Ana Carolina está internada desde el 17 de octubre. Dos días después, el 19, Ramona del Rosario García, de 43 años, fue muerta a puñaladas en el interior de su casa, en el barrio Virgen del Valle, de la capital riojana. La policía buscaba a su marido, Roque Alejandro Carrizo, de 49 años, como el autor del femicidio. A los cuatro días lo encontró ahorcado: se había suicidado, al parecer, después de asesinar a su esposa. La prensa local destacó que el 23 de septiembre, es decir, casi un mes antes, Ramona lo había denunciado por malos tratos en la comisaría 3ª. Ni la policía, ni la Justicia, ni ningún otro estamento público protegió a Ramona.
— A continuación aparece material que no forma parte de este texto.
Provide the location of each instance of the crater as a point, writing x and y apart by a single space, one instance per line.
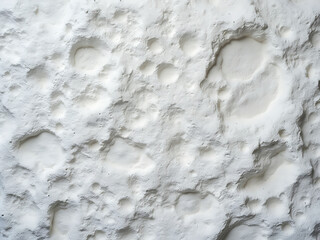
87 56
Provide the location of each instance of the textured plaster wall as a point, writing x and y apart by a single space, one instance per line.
159 119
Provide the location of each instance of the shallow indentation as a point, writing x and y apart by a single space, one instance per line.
155 46
188 203
276 207
189 45
168 74
147 68
315 39
241 58
87 56
42 151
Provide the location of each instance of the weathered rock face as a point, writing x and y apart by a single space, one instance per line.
160 119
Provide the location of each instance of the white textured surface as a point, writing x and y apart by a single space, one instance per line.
159 119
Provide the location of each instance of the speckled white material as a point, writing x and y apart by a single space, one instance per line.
159 119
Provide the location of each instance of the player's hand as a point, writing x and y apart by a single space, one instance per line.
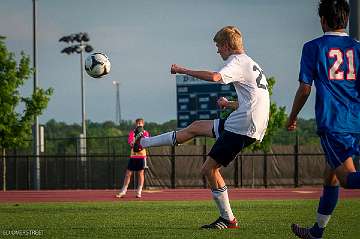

El país cuenta con una muy buena ley contra la violencia hacia las mujeres en todos los ámbitos de sus relaciones interpersonales, sancionada en 2009 y reglamentada en 2010, que obliga al gobierno a elaborar un plan nacional para prevenirla, sancionarla y erradicarla. En distintos sitios de la Argentina es posible encontrar políticas sectoriales contra la violencia de género. Pero es urgente que se articule una política nacional en todo el país, que incluya un trabajo serio con las nuevas generaciones para combatir el machismo, y para que no haya que vivir en la ciudad de Buenos Aires para contar, por ejemplo, con una brigada especializada que concurre al domicilio cuando la víctima pide ayuda, o para ir a denunciar, o para buscar asesoramiento en una oficina como la que funciona en la Corte Suprema, frente al edificio de Tribunales.
La Argentina es extensa. Las respuestas para enfrentar el problema, como en otros, son diversas. Y a veces no hay ninguna. Hay provincias donde las mujeres están más desprotegidas que en otras. En algunas comisarías de localidades rurales ni siquiera toman las denuncias por violencia de género. Hace poco me tocó socorrer a una joven correntina que trabajó hace algunos años en mi casa y un día me llamó desesperada pidiéndome que la ayudara: en su pueblo, a 100 kilómetros de la ciudad de Corrientes, no le tomaban la denuncia por las amenazas que le venía realizando su pareja –un empleado municipal– con quien convivía. Las amenazas empezaron cuando ella le planteó que quería separarse y terminar la relación. La joven tenía mucho miedo. El le decía que la iba a matar si lo dejaba. En su pueblo no encontró una oficina que le diera asesoramiento para enfrentar la situación. Tuvo que ir hasta la capital provincial para que le dijeran cómo debía actuar, después de que logré ubicar un lugar preciso para derivarla, a partir de numerosos llamados a referentes en la temática. No era información a la que pudiera acceder fácilmente cualquier mujer en Corrientes. El día que la joven tenía prevista la mudanza, un domingo por la mañana, llegué a llamar a la comisaría local e increpé al oficial de turno, para que le tomaran la denuncia y la protegieran cuando ella sacaba los muebles y sus pertenencias de la casa, ante mi desesperación por sus llamados angustiados. Ella lo único que recibía de los efectivos policiales era indiferencia y comentarios machistas. Y estaba aterrada.
Un moretón, una amenaza, un grito destemplado, son señales que no pueden desestimarse. Se corre el riesgo de llegar tarde. Para que no haya más Ramonas ni Anas Carolinas.